Other Airline Related Positions
The airport and airline industries are very wide and include many different types of jobs.
The good news is that the aviation industry is expected to see considerable growth in the next few years, according to the Bureau of Labor Statistics. Of course, job growth in this field is always dependent on the economy.
Almost any type of job in the everyday work world can also be found in some form in the world of aviation. It is so expansive and tens of thousands of people work daily at some of the larger airports. Some airports even have many retail stores that offer almost anything you could want, as well as tremendous food choices.
There are jobs available at airports all across the country that will give people who are interested in many different fields of opportunity, including legal, accounting, mechanical, design, architectural, the trades, customer service, security and law enforcement, marketing, drivers, sales representatives, engineers, meteorologists, janitorial, and so many more. In fact, you could probably find jobs available - especially at the larger airports - that you could qualify for now.
Many of the above jobs are just a handful of other airline related positions that you might consider pursuing in the future. Most are highly technical and require specialized training and/or schooling before you can apply for employment consideration. However, if you are thinking about making your career within the industry, and have the time and ability to obtain the education that is necessary, there are plenty of opportunities for employment.
Where to Look for Airport Jobs
Besides commercial airlines, however, you might also try looking at jobs within the FAA (Federal Aviation Administration), and positions with other federal and state governmental agencies. In addition to these larger government agencies, you may also want to consider working for one of the many companies that are usually attached to an airport, such as charter companies, small tourist and commuter airlines, helicopter companies, air cargo companies, and various outside companies.
One area that is especially important to the industry involves aviation maintenance. Airports often need personnel who are certified to work on aircraft - the engines (A&P license), the electronics (avionics), the hydraulic systems, and more. They also need mechanics who can work on the vehicles and equipment that an airport regularly uses - the baggage carts, tractors, fuel trucks, fire engines, luggage ramps, etc.
Training and Education
Many jobs at an airport are also entry level and only require a H.S. Diploma, or a GED. In most cases, you will need to be able to pass a background investigation that goes back 10 years or more, and a pre-employment drug test. You will also need to be able to legally work in the United States.

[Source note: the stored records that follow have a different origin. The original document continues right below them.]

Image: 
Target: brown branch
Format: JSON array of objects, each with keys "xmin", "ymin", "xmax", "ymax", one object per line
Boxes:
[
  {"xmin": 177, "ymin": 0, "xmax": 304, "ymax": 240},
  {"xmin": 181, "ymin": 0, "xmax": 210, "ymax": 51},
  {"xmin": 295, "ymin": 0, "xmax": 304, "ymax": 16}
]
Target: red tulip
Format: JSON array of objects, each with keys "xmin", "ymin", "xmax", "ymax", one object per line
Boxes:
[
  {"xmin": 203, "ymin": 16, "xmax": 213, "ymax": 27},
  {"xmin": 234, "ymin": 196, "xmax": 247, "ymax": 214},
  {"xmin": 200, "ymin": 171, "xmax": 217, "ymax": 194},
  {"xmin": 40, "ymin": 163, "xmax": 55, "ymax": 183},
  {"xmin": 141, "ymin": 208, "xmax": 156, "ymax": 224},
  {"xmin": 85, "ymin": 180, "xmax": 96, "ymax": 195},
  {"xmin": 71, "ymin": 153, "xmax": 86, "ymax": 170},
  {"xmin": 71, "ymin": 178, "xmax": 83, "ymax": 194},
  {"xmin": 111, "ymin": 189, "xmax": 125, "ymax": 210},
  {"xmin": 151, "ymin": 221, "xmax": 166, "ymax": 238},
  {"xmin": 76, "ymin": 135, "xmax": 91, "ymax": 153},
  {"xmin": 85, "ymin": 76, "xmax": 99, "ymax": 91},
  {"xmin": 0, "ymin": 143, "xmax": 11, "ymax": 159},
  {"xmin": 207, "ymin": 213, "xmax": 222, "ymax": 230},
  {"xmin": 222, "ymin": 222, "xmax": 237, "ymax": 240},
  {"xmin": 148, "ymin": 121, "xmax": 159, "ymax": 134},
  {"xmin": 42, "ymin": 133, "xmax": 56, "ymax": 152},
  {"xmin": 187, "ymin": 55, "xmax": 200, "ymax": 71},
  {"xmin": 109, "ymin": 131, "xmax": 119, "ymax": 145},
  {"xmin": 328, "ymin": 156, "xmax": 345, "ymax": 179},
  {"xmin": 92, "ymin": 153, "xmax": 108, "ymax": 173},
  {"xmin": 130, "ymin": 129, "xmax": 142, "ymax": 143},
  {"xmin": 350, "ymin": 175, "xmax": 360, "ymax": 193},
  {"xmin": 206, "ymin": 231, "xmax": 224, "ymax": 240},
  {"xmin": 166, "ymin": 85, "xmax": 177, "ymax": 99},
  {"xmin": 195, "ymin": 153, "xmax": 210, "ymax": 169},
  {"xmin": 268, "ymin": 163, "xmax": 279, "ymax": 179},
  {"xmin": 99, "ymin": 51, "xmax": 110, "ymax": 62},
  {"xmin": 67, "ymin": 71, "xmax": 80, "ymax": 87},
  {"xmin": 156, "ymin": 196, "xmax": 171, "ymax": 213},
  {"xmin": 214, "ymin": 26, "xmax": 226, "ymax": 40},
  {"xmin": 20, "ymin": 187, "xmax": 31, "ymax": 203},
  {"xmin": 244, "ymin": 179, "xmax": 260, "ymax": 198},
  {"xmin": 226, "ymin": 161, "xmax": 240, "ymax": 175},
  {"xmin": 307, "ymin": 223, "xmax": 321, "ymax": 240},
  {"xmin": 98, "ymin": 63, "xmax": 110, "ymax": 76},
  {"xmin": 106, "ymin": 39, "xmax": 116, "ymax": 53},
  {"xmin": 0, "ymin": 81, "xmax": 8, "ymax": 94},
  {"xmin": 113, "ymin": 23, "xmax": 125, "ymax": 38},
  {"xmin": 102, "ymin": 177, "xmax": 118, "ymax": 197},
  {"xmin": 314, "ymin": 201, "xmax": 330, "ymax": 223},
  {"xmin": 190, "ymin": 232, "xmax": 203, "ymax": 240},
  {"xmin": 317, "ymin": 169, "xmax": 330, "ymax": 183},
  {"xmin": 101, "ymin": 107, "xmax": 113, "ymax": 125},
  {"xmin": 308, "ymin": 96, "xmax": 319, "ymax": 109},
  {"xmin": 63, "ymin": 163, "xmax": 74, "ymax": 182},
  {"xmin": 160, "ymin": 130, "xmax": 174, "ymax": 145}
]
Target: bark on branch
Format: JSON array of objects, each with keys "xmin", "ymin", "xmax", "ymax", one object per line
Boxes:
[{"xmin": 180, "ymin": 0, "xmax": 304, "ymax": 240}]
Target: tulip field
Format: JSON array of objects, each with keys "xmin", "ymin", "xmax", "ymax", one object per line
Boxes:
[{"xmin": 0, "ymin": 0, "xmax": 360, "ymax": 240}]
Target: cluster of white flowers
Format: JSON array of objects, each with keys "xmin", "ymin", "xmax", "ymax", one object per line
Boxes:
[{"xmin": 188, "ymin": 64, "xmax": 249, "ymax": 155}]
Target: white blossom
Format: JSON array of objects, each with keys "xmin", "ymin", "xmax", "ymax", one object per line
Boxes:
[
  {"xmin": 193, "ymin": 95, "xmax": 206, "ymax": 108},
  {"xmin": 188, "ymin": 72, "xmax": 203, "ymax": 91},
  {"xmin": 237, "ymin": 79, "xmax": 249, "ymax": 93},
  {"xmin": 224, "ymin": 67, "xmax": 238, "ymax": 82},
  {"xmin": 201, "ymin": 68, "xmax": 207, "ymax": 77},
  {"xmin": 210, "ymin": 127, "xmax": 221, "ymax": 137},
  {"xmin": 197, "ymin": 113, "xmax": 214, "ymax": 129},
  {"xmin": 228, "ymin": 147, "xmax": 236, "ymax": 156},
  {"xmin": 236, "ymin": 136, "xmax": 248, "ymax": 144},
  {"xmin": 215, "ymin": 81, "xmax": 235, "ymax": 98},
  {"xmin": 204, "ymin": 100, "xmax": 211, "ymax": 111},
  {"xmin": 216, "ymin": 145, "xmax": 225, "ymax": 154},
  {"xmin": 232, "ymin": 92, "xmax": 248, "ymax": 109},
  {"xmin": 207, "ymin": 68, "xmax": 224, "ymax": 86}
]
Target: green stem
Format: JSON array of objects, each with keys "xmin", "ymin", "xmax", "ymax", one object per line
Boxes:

If you have a military background, you may already possess the traits, training, and education you need to get a job right away. Depending on your military job, and whether or not you have security clearance, it may even be possible to secure an airport or airline job even before you get out. Another possibility, if you have already been working with aircraft, is to get a job with a defense contractor. They are grabbing up people with a security clearance because they can take a while (up to two years) to get approved.
Benefits and Salary
The salary and benefits of working for an airline are usually very good. Many of these positions are unionized, and often pay well. The pay range of airline jobs, however, is very diverse and can go from just above minimum wage to well over $200,000 for some of them. It should be remembered, however, that during an economic downturn that airlines are among the first to suffer because people tend to travel less.
The benefits are usually about the same that can be expected from a good job. This would usually include medical, dental, and vision insurance, paid vacations, a 401k, and possibly short and long-term care. Some airlines may also include things like flight discounts (possibly free flights), profit-sharing, and more.